João Paulo destacou que o Ministério Público vai observar e fiscalizar a ordem jurídica e que cabe à Câmara Municipal debater a aprovar o Projeto de Lei que vai normatizar o uso adequado do Mercado Central. “Espero e torço para que tudo seja encaminhado de modo amigável. Devemos evitar a intervenção do Poder Judiciário, o que tornaria todo o processo muito mais moroso”, asseverou o promotor.

Para o presidente da Associação dos Comerciantes do Mercado Central, Iraci Rodrigues de Souza, eles não têm culpa alguma pela degradação do local e que deveriam ser privilegiados no momento de se definir o novo modelo de exploração. Iraci reclamou da cobrança pelo estacionamento no Mercado Central, o que afugenta os clientes, e da presença de taxistas nas imediações.

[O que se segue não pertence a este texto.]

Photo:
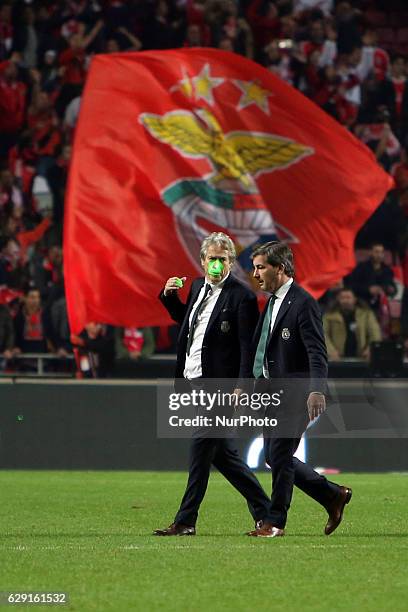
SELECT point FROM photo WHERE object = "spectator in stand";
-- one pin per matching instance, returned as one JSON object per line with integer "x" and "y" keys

Vários comerciantes do Mercado Central se manifestaram e deixaram claro o temor de que um ponto tão tradicional de Betim seja transformado num entreposto de mercadorias da China e do Paraguai, matando a tradição que permeou gerações em Betim.

O advogado que representa os comerciantes, Márcio Adriano Oliveira, lamentou o estado atual do Mercado Central, que se encontra praticamente às moscas, e garantiu que a Associação foi, de forma indireta, despejada de suas instalações pela Prefeitura em junho de 2018. “Os comerciantes remanescentes são os últimos guerreiros que lutam para manter a tradição do Mercado. A taxa de administração subiu 150%, além de outras coisas abusivas. Aquele espaço, além do aspecto material, é um bem imaterial que precisa ser preservado”, apontou.

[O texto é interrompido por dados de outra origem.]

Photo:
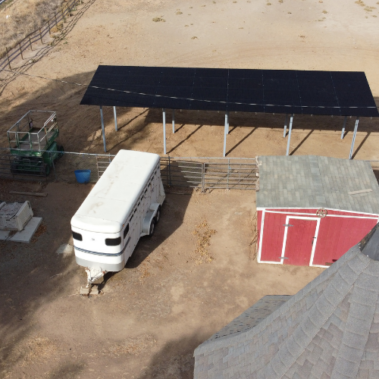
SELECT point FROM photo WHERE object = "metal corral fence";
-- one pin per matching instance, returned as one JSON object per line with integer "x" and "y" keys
{"x": 63, "y": 168}
{"x": 202, "y": 173}
{"x": 210, "y": 173}
{"x": 8, "y": 56}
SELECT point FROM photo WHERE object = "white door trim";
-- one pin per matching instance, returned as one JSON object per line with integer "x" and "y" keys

O superintendente do Mercado Central, Hugo Christian de Araújo, revelou que a orientação do prefeito municipal, Vittorio Medioli, é no sentido que o modelo tradicional seja mantido a todo custo. Hugo lembrou que dois Termos de Ajustamento de Conduta (TAC’s) foram descumpridos em administrações anteriores e que a atual está procurando resolver o imbróglio. O superintendente refutou as críticas quanto à modalidade do estacionamento utilizada e indicou que as contas estão disponíveis para consulta no Portal da Transparência.

O encaminhamento do secretário municipal de Planejamento e Gestão, Gilmar Mascarenhas, definiu o caminho a ser percorrido para a resolução do problema. Haverá uma licitação, conforme recomendação do Ministério Público e imposição da lei, na modalidade de Concessão. O Termo de Referência para a elaboração do Edital já está concluído e brevemente ele será publicado.

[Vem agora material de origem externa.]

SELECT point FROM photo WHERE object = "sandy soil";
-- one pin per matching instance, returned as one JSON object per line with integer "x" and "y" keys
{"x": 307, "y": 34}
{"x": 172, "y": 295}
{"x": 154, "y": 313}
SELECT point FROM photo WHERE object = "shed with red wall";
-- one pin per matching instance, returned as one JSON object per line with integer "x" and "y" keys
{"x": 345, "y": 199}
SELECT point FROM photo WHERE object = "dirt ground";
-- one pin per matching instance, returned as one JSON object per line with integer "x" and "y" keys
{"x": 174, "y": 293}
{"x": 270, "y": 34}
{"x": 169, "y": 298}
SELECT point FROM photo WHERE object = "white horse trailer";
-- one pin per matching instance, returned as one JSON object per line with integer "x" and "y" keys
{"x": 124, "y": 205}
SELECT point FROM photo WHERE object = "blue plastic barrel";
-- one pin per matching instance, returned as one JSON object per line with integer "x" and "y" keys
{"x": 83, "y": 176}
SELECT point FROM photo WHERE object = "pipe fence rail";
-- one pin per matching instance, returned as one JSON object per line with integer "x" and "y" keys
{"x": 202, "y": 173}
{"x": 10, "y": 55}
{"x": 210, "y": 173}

Gilmar antecipou que a Associação dos Comerciantes está apta a concorrer e vencer o certame e mesmo se perder, o licitante vencedor deverá dar a preferência para os atuais ocupantes do Mercado Central e para os que saíram e que eventualmente desejarem voltar. O vencedor da licitação terá a prerrogativa de ampliar o Mercado, observada a manutenção das características históricas do lugar.

O Mercado Central de Betim existe desde a década de 1970. Originalmente funcionava na Alameda Maria Turíbia, no Centro, e na gestão do prefeito Osvaldo Franco foi transferido para o local atual. Em decorrência dos dilemas legais ao longo do tempo, o Mercado foi perdendo o estilo original até chegar ao estágio dos dias de hoje.

Também participaram da Audiência Pública os vereadores Gilson Baeta (PDT), Luiz Conexão (PDT), Elza Aguiar (PP), Thiago Santana (PCdoB), Elias Araújo (PV), Carlin Amigão (PTB) e Ciene do Pinduca (PP), além do ex-prefeito e ex-deputado estadual Ivair Nogueira e de vários representantes dos comerciantes do Mercado Central.